If you had previously been diagnosed with high blood pressure, the new guidelines don't affect you too much, says Dr. Conlin, as you still need to continue your efforts to lower it through medication, diet, exercise, and weight loss. "However, based on new information in the guidelines, your doctor may propose treating your blood pressure to a lower level," he says.

The larger issue is that many men ages 65 and older suddenly find themselves diagnosed with elevated or high blood pressure, since the new normal is a whopping 20 points lower than before. Does this mean an automatic prescription for blood pressure drugs? Not necessarily.

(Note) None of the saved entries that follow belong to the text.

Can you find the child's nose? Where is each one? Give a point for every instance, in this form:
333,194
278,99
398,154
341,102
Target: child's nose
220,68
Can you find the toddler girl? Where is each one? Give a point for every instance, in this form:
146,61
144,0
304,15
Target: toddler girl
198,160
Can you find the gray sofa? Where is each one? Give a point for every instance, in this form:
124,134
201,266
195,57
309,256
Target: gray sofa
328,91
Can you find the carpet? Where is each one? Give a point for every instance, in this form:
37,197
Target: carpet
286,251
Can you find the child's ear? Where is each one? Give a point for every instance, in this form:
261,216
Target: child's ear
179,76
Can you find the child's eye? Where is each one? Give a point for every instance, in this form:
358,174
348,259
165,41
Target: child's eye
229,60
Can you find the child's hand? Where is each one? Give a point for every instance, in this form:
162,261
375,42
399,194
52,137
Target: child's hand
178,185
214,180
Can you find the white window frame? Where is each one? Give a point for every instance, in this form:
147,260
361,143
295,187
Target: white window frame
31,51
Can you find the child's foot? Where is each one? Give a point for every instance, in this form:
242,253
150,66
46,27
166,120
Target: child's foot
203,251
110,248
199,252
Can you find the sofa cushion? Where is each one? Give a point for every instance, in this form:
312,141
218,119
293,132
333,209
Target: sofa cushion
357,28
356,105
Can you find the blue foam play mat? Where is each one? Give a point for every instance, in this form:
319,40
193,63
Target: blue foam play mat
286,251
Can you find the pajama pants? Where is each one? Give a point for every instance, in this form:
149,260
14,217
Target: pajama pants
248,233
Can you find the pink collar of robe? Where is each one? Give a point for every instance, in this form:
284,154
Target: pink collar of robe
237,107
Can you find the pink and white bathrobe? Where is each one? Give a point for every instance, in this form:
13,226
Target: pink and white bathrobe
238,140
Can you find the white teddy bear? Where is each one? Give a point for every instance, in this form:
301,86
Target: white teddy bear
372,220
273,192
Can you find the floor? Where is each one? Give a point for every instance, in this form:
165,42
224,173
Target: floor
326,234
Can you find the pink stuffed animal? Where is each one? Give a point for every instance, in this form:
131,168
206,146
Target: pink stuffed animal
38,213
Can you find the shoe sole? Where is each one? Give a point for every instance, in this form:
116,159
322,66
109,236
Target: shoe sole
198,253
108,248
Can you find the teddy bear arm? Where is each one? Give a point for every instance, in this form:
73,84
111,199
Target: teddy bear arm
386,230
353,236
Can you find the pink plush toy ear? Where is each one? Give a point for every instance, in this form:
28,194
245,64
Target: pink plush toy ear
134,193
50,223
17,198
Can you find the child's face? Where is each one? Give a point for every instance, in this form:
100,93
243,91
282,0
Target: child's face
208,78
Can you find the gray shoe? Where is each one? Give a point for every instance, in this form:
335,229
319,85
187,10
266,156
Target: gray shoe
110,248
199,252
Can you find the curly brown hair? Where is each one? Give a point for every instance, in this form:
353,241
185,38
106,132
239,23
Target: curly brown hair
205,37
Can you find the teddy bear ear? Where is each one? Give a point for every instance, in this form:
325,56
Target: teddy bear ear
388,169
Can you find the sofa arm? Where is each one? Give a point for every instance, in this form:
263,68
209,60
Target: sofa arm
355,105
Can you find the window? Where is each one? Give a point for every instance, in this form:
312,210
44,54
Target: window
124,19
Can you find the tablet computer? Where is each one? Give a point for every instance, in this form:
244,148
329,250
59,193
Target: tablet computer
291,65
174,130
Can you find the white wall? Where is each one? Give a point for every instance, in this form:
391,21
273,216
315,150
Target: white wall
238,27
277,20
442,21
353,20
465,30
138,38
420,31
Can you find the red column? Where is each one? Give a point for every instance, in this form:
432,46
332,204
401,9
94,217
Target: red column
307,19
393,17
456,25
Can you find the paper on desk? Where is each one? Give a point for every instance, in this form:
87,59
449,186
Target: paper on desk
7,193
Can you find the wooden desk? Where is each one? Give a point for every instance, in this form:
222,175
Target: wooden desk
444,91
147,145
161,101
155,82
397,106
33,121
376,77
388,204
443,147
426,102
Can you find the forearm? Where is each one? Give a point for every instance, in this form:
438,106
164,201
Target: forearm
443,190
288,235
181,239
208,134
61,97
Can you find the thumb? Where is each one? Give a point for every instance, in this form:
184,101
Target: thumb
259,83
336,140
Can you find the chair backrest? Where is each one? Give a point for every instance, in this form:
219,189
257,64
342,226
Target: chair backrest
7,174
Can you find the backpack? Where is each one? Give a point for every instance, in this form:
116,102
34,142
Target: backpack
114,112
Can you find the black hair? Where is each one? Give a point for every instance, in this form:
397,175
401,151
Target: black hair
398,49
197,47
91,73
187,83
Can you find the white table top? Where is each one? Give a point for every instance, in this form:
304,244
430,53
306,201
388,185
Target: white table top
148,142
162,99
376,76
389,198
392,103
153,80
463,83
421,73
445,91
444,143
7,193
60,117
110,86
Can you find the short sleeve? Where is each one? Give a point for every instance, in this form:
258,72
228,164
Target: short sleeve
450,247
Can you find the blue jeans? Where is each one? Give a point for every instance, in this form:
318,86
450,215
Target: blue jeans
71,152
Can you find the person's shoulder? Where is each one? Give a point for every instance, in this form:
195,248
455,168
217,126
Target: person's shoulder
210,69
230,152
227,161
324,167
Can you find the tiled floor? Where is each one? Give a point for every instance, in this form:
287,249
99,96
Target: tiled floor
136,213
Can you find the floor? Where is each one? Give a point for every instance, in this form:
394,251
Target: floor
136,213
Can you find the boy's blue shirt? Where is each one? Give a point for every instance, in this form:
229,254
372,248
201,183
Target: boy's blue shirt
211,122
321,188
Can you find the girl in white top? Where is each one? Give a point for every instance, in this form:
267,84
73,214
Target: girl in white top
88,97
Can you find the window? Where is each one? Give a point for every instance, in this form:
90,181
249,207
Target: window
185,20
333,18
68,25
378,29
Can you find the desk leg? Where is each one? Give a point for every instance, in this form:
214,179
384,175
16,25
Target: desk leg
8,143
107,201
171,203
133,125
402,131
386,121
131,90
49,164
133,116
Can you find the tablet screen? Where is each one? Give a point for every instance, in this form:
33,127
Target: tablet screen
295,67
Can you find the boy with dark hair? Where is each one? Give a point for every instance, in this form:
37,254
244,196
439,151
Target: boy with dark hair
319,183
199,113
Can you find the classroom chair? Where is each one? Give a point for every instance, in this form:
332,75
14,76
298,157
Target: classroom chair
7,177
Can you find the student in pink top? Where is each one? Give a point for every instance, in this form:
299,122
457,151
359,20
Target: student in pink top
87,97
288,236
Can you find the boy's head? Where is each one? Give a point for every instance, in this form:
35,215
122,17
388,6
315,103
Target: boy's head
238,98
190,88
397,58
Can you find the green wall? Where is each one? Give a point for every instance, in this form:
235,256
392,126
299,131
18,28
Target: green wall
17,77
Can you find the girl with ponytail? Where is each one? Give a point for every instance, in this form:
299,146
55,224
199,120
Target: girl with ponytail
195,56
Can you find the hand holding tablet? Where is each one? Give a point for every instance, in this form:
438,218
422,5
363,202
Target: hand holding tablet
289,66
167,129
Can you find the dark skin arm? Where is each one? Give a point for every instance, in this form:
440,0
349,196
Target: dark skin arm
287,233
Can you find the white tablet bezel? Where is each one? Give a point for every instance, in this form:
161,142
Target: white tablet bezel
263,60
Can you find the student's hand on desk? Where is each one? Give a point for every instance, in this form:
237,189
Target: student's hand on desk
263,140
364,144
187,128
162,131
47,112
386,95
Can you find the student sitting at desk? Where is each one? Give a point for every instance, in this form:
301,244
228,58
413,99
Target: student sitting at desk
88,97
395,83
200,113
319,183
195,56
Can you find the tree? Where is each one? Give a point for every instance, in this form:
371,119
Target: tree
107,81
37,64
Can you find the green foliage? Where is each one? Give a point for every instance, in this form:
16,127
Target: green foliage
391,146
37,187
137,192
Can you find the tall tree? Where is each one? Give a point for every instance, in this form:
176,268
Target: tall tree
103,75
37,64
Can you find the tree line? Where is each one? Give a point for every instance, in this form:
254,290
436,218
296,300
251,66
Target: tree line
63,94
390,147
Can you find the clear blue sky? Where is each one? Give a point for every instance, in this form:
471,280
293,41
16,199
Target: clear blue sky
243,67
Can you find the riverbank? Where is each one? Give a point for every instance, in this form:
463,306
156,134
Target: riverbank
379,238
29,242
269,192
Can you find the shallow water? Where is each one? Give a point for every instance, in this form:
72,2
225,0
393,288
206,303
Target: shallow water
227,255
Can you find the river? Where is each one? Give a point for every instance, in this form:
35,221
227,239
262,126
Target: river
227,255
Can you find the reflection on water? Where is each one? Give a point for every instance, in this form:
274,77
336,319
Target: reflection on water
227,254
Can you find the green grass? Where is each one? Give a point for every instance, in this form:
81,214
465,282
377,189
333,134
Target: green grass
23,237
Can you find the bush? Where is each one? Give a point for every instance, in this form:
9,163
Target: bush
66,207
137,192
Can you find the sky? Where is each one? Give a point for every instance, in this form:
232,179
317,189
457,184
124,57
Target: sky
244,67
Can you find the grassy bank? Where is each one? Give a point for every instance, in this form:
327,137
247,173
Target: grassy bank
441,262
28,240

"They should consult with their doctor about first adjusting lifestyle habits, such as getting more exercise, losing weight, and following a heart-healthy diet like the DASH or Mediterranean diet," says Dr. Conlin.

Medications are recommended to lower blood pressure in Stage 1 hypertension if you've already had a heart attack or stroke or if your 10-year risk of a heart attack is higher than 10%. (You can find your 10-year estimation at www.cvriskcalculator.com.) For others with Stage 1 hypertension, lifestyle changes alone are recommended.

"Over all, the new guidelines may help people get more involved with monitoring their blood pressure, which can hopefully prevent complications from hypertension," says Dr. Conlin.